Quello che mi preoccupa di più non è l'evento in particolare, ma il linguaggio e le dichiarazioni di coloro che stanno su entrambi i lati del proverbiale 'recinto' ecumenico. Sono pienamente a favore di un 'dialogo dell'amore' e del rispetto reciproco tra le due Rome – la vecchia e la nuova. Ma quando si tratta di compromesso dottrinale o addirittura di dialogo, dobbiamo essere molto più attenti. La Roma post-dottrinale del Vaticano II non è più la 'noiosa' Chiesa tridentina, ma questo significa che è molto più scivolosa.
Il copione di questo dialogo non è una novità. Tornando ai Concili di Basilea, Ferrara e Firenze alla metà del XV secolo, i tentativi di riunificazione delle Chiese ortodosse dell'Oriente e la sede di Roma hanno un passato storico. Ma in ogni epoca e a ogni turno, è emerso un santo a proteggere la fede apostolica nonostante i frenetici tentativi di inaugurarne la scomparsa. Mentre alcuni nell'epoca del pluralismo potrebbero preferire di dimenticarli, la Chiesa onora tre di questi santi come "pilastri dell'Ortodossia".
Nonostante tutti i loro tentativi, le porte degli inferi devono ancora prevalere contro la Chiesa di Gesù Cristo. E se dobbiamo credere al Figlio di Dio, non prevarranno mai. Questo è un importante, fondamentale articolo di fede cristiana – non è tangenziale o secondario. L'ecclesiologia è cristologia, e quando cominciamo a separare le due, cominciamo a separare la Chiesa dal suo stesso capo e dalla sua stessa vita. Questo non è 'estremismo' – è l'ABC del cristianesimo. Questa è la confessione che facciamo al nostro battesimo.
Il professor Aleksej Osipov
Nel settembre del 2000, l'eminente professor Aleksej Osipov (docente dell'Accademia teologica di Mosca) ha tenuto una conferenza sui "fondamenti della teologia". Nel suo discorso, il professor Osipov si è focalizzato sulle differenze tra Roma e l'Ortodossia e su ciò che ci separa oggi – sappiamo ciò che ci separava nel X, XIII, e perfino nel XIX secolo; ma che dire di oggi?

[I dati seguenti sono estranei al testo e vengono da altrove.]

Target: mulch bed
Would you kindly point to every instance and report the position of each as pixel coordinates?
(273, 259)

Nella sua lezione, il professore si concentra quasi singolarmente sul tema dei santi glorificati (o 'canonizzati'). Nel riconoscimento dei santi, la Chiesa rivela non tanto le figure glorificate quanto se stessa. Rivelando ai fedeli una persona degna di venerazione e di petizioni ferventi, la Chiesa rivela il suo essere interiore; rivela ciò che crede di Dio stesso:
Di fatto, ogni Chiesa locale, ortodossa o non ortodossa, può essere giudicata dai suoi santi. Dimmi chi sono i tuoi santi sono e ti dirò cos'è la tua chiesa. Ogni chiesa proclama santi solo coloro che hanno realizzato nella loro vita l'ideale cristiano, per come questa Chiesa lo comprende. Ecco perché la canonizzazione di un santo non è solo testimonianza della Chiesa su questo o quel cristiano, che secondo il suo giudizio è degno della gloria ed è suggerito come esempio da seguire. È al tempo stesso una testimonianza della Chiesa su se stessa. È dai santi che possiamo meglio giudicare la santità vera o immaginaria della Chiesa.
Osipov prosegue poi a descrivere in dettaglio sia gli scritti sia le azioni di alcuni "santi" dell'Occidente cristiano, cioè della Chiesa cattolica romana.
In questa valutazione, traccia senza compromessi una netta linea di demarcazione tra Ortodossia e Cattolicesimo romano. Quando consideriamo alcuni "dottori" della fede romana, come Caterina da Siena (XIV secolo) e Teresa d'Avila (XVI secolo), si vede – per il professor Osipov – prelest spirituale, una porta aperta all'inganno demoniaco, e un certezza di gloria che rivaleggia con Cristo stesso.
Di Teresa in particolare, lo psicologo William James ha scritto:
La sua comprensione della religione era ridotta a un flirt senza fine tra il fedele e la divinità.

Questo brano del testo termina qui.